I (47F) lost my spouse about three years ago and I have a 17-year-old son.
When my spouse died, he left me a large inheritance and told me to trust his advisor. About a year later, I sold our long-time home for a great price and used the inheritance plus the sale proceeds to buy a coastal house we’d always dreamed about.
I had never handled a home purchase or major finances on my own, and I didn’t anticipate the ongoing costs. The advisor strongly warned me against the move. I stopped taking his calls and hired a new money manager who promised extremely high returns.
The investments went badly. I panicked, pulled money out, tried to invest on my own, and made things worse. Now most of the money is gone and I have about $40,000 left, along with significant debt.
At this point, I can only cover about a month of mortgage and living expenses unless my business suddenly brings in clients.
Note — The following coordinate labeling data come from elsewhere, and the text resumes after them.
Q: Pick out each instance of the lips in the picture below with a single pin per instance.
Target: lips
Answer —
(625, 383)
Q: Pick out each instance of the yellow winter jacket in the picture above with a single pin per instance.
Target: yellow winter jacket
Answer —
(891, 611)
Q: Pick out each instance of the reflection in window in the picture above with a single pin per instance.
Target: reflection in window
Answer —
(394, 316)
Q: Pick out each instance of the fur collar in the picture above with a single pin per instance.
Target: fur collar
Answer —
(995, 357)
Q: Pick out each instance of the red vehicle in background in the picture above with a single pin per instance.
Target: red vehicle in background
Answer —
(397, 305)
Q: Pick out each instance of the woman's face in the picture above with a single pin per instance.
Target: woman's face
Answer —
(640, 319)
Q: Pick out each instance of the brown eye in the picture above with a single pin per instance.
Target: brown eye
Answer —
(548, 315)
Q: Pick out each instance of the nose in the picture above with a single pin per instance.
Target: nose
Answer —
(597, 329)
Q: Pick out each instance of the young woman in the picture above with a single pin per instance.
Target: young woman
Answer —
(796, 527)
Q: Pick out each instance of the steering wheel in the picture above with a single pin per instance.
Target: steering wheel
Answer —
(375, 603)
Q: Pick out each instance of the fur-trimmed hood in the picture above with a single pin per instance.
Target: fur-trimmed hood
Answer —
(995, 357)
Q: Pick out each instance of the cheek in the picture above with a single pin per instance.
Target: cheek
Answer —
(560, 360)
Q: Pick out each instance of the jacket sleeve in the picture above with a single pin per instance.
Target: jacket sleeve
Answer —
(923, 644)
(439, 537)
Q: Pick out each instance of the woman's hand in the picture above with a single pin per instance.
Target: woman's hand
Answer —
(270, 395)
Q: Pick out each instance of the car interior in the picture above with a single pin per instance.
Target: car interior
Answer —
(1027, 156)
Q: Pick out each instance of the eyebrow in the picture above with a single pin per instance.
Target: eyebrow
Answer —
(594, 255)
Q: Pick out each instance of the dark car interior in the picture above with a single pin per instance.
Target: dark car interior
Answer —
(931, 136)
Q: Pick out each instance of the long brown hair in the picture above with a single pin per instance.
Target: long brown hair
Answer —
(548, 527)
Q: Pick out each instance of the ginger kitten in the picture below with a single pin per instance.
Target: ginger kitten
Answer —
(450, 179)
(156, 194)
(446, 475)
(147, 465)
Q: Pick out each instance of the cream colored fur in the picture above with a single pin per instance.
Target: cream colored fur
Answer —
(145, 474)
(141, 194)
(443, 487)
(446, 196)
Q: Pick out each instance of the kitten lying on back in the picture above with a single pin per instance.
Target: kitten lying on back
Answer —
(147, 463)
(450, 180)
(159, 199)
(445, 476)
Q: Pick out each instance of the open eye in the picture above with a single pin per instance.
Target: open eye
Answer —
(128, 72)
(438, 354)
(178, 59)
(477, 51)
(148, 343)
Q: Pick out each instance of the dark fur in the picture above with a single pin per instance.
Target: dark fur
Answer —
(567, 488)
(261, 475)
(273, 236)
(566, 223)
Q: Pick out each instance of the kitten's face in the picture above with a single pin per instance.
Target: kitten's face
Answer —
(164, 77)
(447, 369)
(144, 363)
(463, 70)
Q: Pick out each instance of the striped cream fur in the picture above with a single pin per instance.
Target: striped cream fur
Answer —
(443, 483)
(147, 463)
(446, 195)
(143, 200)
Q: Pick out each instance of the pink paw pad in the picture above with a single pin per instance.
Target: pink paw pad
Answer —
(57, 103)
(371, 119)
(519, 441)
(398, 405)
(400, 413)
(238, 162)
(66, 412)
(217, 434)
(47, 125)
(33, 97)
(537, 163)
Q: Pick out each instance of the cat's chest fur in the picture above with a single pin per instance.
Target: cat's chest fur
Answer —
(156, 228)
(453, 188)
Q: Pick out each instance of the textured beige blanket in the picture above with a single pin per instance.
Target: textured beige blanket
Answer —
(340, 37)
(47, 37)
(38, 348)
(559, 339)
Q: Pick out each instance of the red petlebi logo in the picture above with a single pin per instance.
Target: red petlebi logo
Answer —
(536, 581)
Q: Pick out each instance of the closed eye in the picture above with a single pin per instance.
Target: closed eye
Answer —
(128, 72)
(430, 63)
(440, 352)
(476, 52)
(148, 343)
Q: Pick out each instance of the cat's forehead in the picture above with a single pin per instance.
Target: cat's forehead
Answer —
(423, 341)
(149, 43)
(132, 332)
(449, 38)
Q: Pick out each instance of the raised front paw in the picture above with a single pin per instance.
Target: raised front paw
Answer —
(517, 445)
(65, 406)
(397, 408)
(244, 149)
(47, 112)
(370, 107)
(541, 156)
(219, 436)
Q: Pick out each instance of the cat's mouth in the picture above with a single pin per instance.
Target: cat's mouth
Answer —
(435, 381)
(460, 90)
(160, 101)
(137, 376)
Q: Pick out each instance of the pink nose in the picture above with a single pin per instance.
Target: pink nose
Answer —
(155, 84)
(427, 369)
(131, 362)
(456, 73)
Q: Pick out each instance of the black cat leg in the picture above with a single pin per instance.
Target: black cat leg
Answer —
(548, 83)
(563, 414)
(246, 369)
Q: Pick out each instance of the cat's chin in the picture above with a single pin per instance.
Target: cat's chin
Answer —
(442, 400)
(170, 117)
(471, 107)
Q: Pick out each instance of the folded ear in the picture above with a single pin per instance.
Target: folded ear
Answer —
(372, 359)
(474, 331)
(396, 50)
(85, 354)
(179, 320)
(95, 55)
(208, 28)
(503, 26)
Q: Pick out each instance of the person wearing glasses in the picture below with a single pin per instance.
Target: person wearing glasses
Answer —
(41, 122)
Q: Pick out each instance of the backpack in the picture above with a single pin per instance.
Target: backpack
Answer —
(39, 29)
The only substantial money left was an education fund my spouse started for our son, so I liquidated it to keep the bills paid and avoid losing the house.
I told my son today. He was furious and devastated and said he can’t believe everything his dad worked for is gone. He also said he won’t support me in retirement. Am I wrong for trying to fix my mistakes and keep our home?
You didn’t make a “mistake.” You made a long series of avoidable, high-risk decisions and kept doubling down when people warned you to stop.
You ignored professional advice. You chased unrealistic returns. You made emotional financial choices. You gambled money that wasn’t yours to gamble — your son’s future.
Your son’s college fund was not your emergency fund. It wasn’t a backup plan for keeping a house you can’t afford. That money represented stability and opportunity for him after he already lost his father. From his perspective, he lost him twice — once to death and once to your decisions.
Here’s the truth: keeping a house is not more important than trust, safety, or your child’s future. A home is a building. Your relationship with your son is the real asset — and right now it’s in foreclosure.
You don’t fix financial chaos by throwing more money at it. You fix it by facing reality.
- Sell the house if you can’t afford it.
- Get professional financial help immediately.
- Take responsibility without excuses.
- Apologize to your son — not defensively, not explaining, just own it.
- Start rebuilding trust slowly.
You were trying to protect a lifestyle, not your family’s long-term wellbeing. Those are not the same thing.
You’re not beyond repair. But repair starts with radical ownership, humility, and hard choices — not just trying to patch the next crisis.
Now take a breath, get honest, and start cleaning up the mess.